Synfuels are made using H2 and CO2. In practice, they're just H2 with more steps. So while you can use them, it ends up being a trade-off between cost and how much you really need synfuels.
Yes, but synfuels are a drop in replacement of the current fuels, and they are net zero emissions. Hydrogen is nasty. Really, really nasty: in liquid form it can only be stored at impossibly low temperatures, it has a very low density (about 13 times less dense than water), it leaks easily, it creates frost (remember the o-rings from the doomed space shuttle). Building a new airplane is difficult enough, building that burns hydrogen instead of regular jet fuel is an enormous engineering challenge. The chance of us ever seeing a hydrogen-based airplane is exactly zero.
Synfuels are not a drop-in replacement. Jet-A has exacting standards, and it would be a serious chemistry challenge for synfuels to match Jet-A exactly. Most likely it would be possible but very costly.

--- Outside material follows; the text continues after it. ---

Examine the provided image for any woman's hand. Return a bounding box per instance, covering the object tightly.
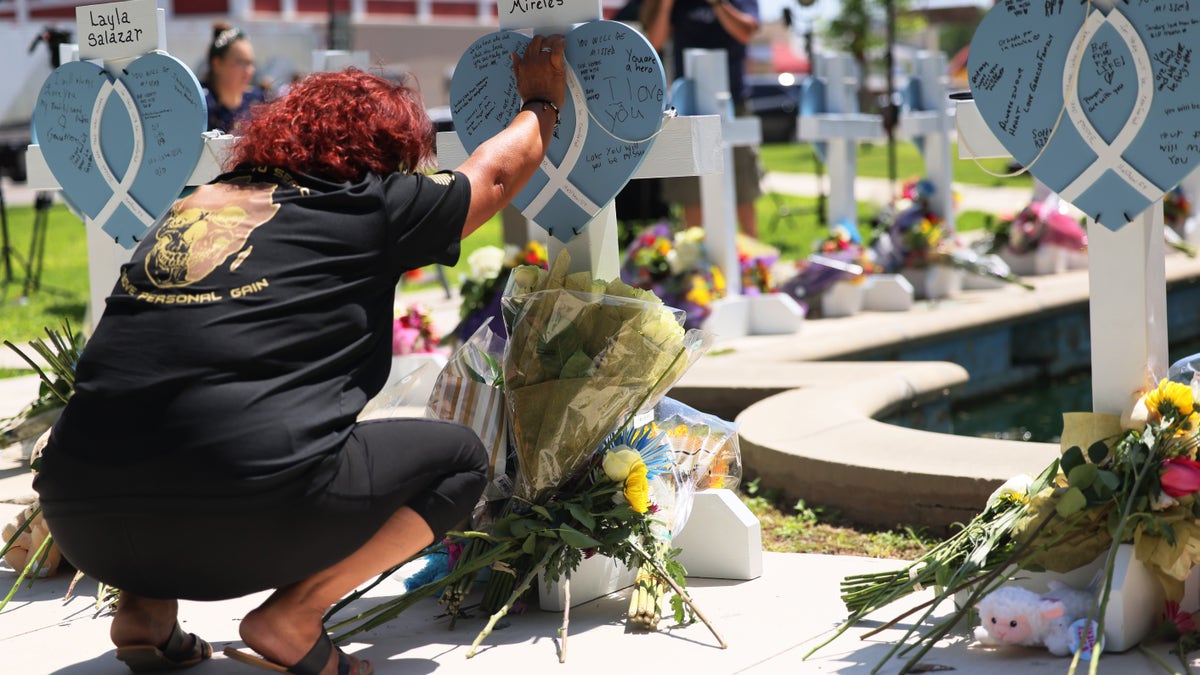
[458,35,566,237]
[512,35,566,108]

Most of that stuff is engineering superstition at this point. Most problems regarding hydrogen were solved decades ago. BMW actually made a LH2 powered car and had no big problems (except limited range).
Frankly, you're just incredibly out of touch. We already are seeing H2 powered planes now, and a commercial jetliner powered by H2 should happen by 2030 or so. This very thread is about Airbus planning on building one.